Question

The empirical formula of a compound is ${\mathrm{CH}}_4\mathrm{N}$. The empirical formula mass of the compound is equal to its vapour density. Which among the following compounds possesses the same number of carbon atoms as present in the above compound?

• A. ${\mathrm{Na}}_2{\mathrm{CO}}_3$
• B. $\mathrm{Ca}{\left({\mathrm{HCO}}_3\right)}_2$
• C. ${\mathrm{Al}}_2{\left({\mathrm{CO}}_3\right)}_3$
• D. $\mathrm{Fe}{\left({\mathrm{HCO}}_3\right)}_3$

Answer 1

The correct option is B

$\mathrm{Ca}{\left({\mathrm{HCO}}_3\right)}_2$

Explanation for the correct option:

The empirical formula of the compound is given as ${\mathrm{CH}}_4\mathrm{N}$.

The vapor density is same as the empirical formula mass, so the mass of ${\mathrm{CH}}_4\mathrm{N}$ is:

${\mathrm{CH}}_4\mathrm{N}=12+4+14=30$

The vapor density = $30$

As the Molecular formula mass = $\mathrm{Vapor}\mathrm{density}\times 2$

Therefore, the Molecular formula mass $=30\times 2=60$.

By dividing the Molecular formula mass by empirical formula mass, we can get the value of $\mathrm{n}$.
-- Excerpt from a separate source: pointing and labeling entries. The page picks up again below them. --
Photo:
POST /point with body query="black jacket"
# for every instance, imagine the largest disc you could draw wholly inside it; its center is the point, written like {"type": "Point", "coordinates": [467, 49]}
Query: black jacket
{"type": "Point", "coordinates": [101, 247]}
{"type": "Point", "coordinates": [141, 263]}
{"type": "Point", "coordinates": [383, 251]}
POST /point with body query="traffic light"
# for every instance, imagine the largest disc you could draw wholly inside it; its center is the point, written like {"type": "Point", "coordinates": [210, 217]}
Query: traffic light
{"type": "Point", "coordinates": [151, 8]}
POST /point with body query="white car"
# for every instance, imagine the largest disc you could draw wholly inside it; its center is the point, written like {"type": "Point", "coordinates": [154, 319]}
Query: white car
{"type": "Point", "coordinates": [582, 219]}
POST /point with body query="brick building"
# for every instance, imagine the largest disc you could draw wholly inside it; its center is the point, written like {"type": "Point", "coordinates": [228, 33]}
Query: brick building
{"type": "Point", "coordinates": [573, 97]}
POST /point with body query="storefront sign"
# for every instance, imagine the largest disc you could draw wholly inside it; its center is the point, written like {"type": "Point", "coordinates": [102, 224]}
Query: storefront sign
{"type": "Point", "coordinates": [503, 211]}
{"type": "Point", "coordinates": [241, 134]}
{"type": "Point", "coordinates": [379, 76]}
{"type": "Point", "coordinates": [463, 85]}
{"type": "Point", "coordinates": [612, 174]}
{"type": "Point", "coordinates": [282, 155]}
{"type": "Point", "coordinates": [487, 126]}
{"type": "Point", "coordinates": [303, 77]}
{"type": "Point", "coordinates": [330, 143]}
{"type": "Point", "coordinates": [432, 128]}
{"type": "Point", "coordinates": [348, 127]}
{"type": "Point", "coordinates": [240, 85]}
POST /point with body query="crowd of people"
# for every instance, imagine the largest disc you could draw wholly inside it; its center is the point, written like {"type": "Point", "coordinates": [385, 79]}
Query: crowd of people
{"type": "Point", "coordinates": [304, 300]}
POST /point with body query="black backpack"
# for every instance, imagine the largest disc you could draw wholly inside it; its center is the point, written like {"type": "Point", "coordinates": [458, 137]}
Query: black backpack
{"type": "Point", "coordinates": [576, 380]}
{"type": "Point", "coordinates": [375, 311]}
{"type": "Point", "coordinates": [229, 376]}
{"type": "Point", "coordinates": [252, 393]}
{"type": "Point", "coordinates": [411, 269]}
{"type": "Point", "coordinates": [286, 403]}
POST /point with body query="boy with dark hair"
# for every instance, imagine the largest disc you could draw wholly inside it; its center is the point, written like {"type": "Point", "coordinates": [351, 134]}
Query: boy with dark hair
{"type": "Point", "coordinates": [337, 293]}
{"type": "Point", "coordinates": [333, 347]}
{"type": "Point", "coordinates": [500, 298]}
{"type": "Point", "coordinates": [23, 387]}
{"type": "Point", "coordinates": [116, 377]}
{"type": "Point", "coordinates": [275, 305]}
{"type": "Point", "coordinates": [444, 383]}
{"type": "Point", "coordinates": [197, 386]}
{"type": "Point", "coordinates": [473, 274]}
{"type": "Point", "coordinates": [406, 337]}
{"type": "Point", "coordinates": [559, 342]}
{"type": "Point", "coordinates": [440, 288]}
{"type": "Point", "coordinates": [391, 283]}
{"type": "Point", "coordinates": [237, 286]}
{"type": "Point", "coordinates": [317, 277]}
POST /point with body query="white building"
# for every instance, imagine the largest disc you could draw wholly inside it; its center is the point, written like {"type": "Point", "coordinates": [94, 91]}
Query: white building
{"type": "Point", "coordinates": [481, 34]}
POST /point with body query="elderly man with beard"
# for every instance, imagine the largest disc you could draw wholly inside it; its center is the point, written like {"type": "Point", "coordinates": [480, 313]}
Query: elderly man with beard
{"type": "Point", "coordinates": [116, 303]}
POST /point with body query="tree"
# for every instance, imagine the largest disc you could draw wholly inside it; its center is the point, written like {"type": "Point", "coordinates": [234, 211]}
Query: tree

$=\frac{\mathrm{Molecular}\mathrm{formula}\mathrm{mass}}{\mathrm{Empirical}\mathrm{formula}\mathrm{mass}}=\mathrm{n}$

$=\frac{60}{30}=2$

Now, the Molecular formula will be $=\mathrm{n}\times {\mathrm{CH}}_4\mathrm{N}=2\times {\mathrm{CH}}_4\mathrm{N}={\mathrm{C}}_2{\mathrm{H}}_8{\mathrm{N}}_2$

So, the Molecular formula have two Carbon ($\mathrm{C}$) atoms. Hence, from the given options, $\mathrm{Ca}{\left({\mathrm{HCO}}_3\right)}_2$ also has two Carbon atoms.

Therefore, the correct option is (B).